Under Spanish law, fashion creations are protected through registered and unregistered industrial design, copyright and unfair competition.

Registered protection of an industrial design grants its holder the exclusive right to use it and prevent its use by third parties without consent for five years, extendible up to a maximum of 25 years. This is protection for the external form of products that implies aesthetic innovation. The protection of the registered industrial design is governed in Law 20/2003, of 7 July, on legal protection of industrial design.

Unregistered design is protected throughout the European Union by way of European Regulation 6/2002 of December of 2001, on community drawings and models. Protection of an unregistered design is granted when it is new and unique.

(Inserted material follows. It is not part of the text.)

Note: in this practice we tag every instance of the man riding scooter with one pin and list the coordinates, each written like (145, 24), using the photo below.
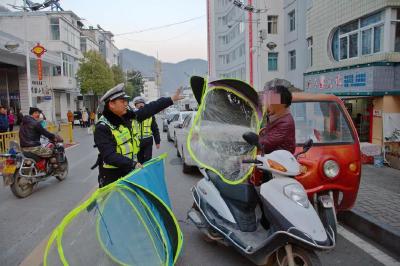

The term of protection for an unregistered design is three years after the drawing is made public for the first time within the European Union.

In accordance with the European Regulation, the unregistered design grants its owner the right to prevent acts of use and storage of the product, if the use challenged is the result of having copied the protected drawing or model.

Furthermore, pursuant to the Regulation, a design shall not be considered a copy when it is an independent creation made by an author about whom it can reasonably be thought that he/she did not know of the drawing or model disclosed by the holder. Nevertheless, it is not necessary that the copy be identical, a design that does not produce a different general impression on the informed user shall be sufficient.